The MoU explicitly targets this space, with Tecnimont and Baker Hughes jointly evaluating future LNG tenders that specify the NMBL modular liquefaction solution. The agreement sets out a structured approach to define scope splits, execution models, and bid strategies on a case-by-case basis.

How the partnership fits both sides

For Tecnimont, the logic is straightforward. The company has decades of experience delivering large and complex EPC projects across gas processing, LNG, petrochemicals, and downstream. Modular LNG allows it to extend that capability into a faster-moving, more repeatable project segment without having to develop proprietary liquefaction technology.

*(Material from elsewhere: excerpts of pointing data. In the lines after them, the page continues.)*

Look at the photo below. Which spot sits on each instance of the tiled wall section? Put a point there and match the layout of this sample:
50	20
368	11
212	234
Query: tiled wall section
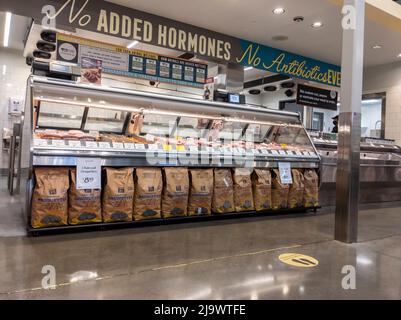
13	75
387	78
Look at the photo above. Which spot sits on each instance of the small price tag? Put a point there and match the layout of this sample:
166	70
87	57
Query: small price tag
285	172
74	144
129	146
282	152
91	144
104	145
58	143
139	146
118	145
153	147
40	142
89	173
167	147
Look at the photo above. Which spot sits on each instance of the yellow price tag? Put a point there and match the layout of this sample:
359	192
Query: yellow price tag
167	147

For Baker Hughes, partnering with a Tier 1 EPC contractor strengthens the bankability of its modular offering. Technology alone is rarely enough to win LNG projects. Developers want confidence that the entire facility, from liquefaction to utilities, storage, and export systems, can be executed under a single, coordinated delivery model.

The non-exclusive nature of the MoU also matters. It gives both companies flexibility to engage selectively, depending on geography, client preferences, and commercial structure.

What this means for EPC and suppliers

While early stage, the collaboration has clear implications for the EPC and supplier landscape.

A typical modular LNG project in the 1 to 2 mtpa range can carry a total installed capex of roughly USD 800 million to USD 1.5 billion, depending on location, storage, and export scope. Within that envelope, EPC-related spend often breaks down as follows, based on EPCIntel analysis of comparable projects:

• liquefaction modules and core process packages, 30 to 35 percent
• balance of plant, utilities, and offsites, 20 to 25 percent
• civil, structural, and modular fabrication, 15 to 20 percent
• electrical, instrumentation, and control systems, 10 to 15 percent
• construction, commissioning, and integration, 10 to 15 percent

This creates opportunities not just for the prime EPC, but also for module yards, heavy transport and logistics providers, E&I contractors, and OEMs supplying turbines, compressors, power generation, and control systems.

If Tecnimont and Baker Hughes are successful in converting this framework into awarded projects, expect increased competition among fabrication yards in Asia and the Middle East, as well as more standardized supplier lists tied to repeatable module designs.

Strategic context for MAIRE

At group level, the MoU fits MAIRE’s broader strategy of leaning into modularization, efficiency, and lower-carbon project execution. LNG remains a core transition fuel, particularly in regions seeking to displace coal and backstop intermittent renewables. Modular LNG strengthens that role by lowering barriers to entry and reducing time to first cargo.

CEO Alessandro Bernini’s comments underline this positioning, emphasizing flexible LNG capacity, security of supply, and sustainability. Importantly, modular LNG also aligns well with decarbonization pathways, as smaller plants are easier to electrify, integrate with low-carbon power, or retrofit with carbon capture over time.

Tecnimont and Baker Hughes have signed a non-exclusive MoU to jointly pursue modular and scalable LNG opportunities, aligning EPC execution strength with modular liquefaction technology as LNG tendering shifts toward smaller, faster, and more flexible project formats.What to watch next

The key question is conversion. MoUs in the LNG space are common, but only a fraction translate into bids and even fewer into awards. Signals to watch include joint pre-qualification activity, co-branded bid submissions, or references to specific regions such as North America, Africa, or Southeast Asia, where mid-scale LNG momentum is building.

For now, this agreement is a positioning move, but a well-timed one. As LNG developers push for faster, more flexible projects, the pairing of EPC execution depth with modular liquefaction technology is likely to feature more often in upcoming tenders.